One way we know he’s not serious is that he keeps claiming to be a deficit hawk.

You can skip ahead to around the 23-minute mark here to listen to the president, in Detroit today, mock Republicans for voicing concern about the deficit impact from profligate spending and then counter: “Guess what? First year in office, we reduced the deficit by $350 billion. Guess what? This year, this year we’re on track at the end of the fiscal year to reduce the deficit by over $1 trillion.”

He’s made this boast in one form or another, in one forum or another, before; Phil Klein’s prior dismantling of it can be found here. But it’s worth posting a reminder that this claim is completely misleading.

The first part, that he reduced the deficit by $350 billion in 2021, is only utterable because the deficit that year technically fell by that much from the year prior. But, to modify a phrase from Barack Obama, he didn’t cut that. To the contrary, Biden increased it.

When he took office, the Congressional Budget Office projected a $2.3 trillion federal deficit for 2021. We ended 2021 with a $2.8 trillion deficit. So yes, it’s a few-hundred billion less than in 2020 — and a half-trillion more than was projected. Plus, to state the obvious, 2020 was the pandemic year, when the government committed unprecedented resources to respond.

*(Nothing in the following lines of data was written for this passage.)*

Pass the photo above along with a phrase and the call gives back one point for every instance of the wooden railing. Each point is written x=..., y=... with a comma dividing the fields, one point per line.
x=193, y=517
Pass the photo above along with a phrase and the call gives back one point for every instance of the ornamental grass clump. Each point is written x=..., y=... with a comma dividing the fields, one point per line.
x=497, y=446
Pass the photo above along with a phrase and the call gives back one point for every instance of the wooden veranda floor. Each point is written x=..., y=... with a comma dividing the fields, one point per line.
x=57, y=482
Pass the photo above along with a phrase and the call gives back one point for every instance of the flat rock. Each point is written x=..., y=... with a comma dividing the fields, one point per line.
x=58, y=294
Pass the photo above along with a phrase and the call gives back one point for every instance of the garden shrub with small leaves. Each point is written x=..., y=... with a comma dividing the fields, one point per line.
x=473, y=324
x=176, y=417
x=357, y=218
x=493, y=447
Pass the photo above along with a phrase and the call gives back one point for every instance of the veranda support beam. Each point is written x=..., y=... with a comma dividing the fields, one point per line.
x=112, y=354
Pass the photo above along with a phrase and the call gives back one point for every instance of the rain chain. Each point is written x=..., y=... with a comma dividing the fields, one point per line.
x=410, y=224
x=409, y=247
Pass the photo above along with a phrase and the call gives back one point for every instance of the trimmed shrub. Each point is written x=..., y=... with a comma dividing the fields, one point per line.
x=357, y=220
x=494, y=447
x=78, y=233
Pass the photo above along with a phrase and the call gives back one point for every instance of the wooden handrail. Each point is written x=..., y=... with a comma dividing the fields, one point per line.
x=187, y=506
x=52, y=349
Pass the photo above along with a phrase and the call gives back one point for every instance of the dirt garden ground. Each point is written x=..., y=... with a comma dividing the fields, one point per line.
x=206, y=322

The second part of Biden’s rhetorical refrain, that he cut the deficit by over $1 trillion this year, is on somewhat more solid footing. Projections for the fiscal 2022 deficit have not changed drastically since Biden took office, though the honest claim would be that he made no impact whatsoever on the deficit this year, and that it would have been much higher if the Senate hadn’t blocked his agenda. (Doesn’t sound quite as impressive, though.) The cut could end up bigger than Biden said, but again, a projected $1 trillion deficit — which is what the CBO forecasts — is unsustainably high and only small by comparison to that for the Year of Covid. Further, the latest CBO estimate included this fairly significant caveat about the late-breaking student-loan decision (emphasis mine):

On August 24, 2022, the Administration announced plans to forgive certain portions of federal student loans for many borrowers and other changes to the student loan program. CBO’s budget estimates through August do not include outlays related to those actions because the Administration had not recorded any related costs. . . .

Without the changes to student loans, CBO’s projection of the 2022 budget deficit would be about $1.0 trillion, compared with a $2.8 trillion shortfall last year. If significant numbers of student loans are modified in September, the 2022 deficit could be considerably larger than CBO has estimated.

It doesn’t take getting into the weeds, though, to figure out that the fiscal attitude in this administration is not one of austerity. Joe Biden, Deficit Hawk is not a thing.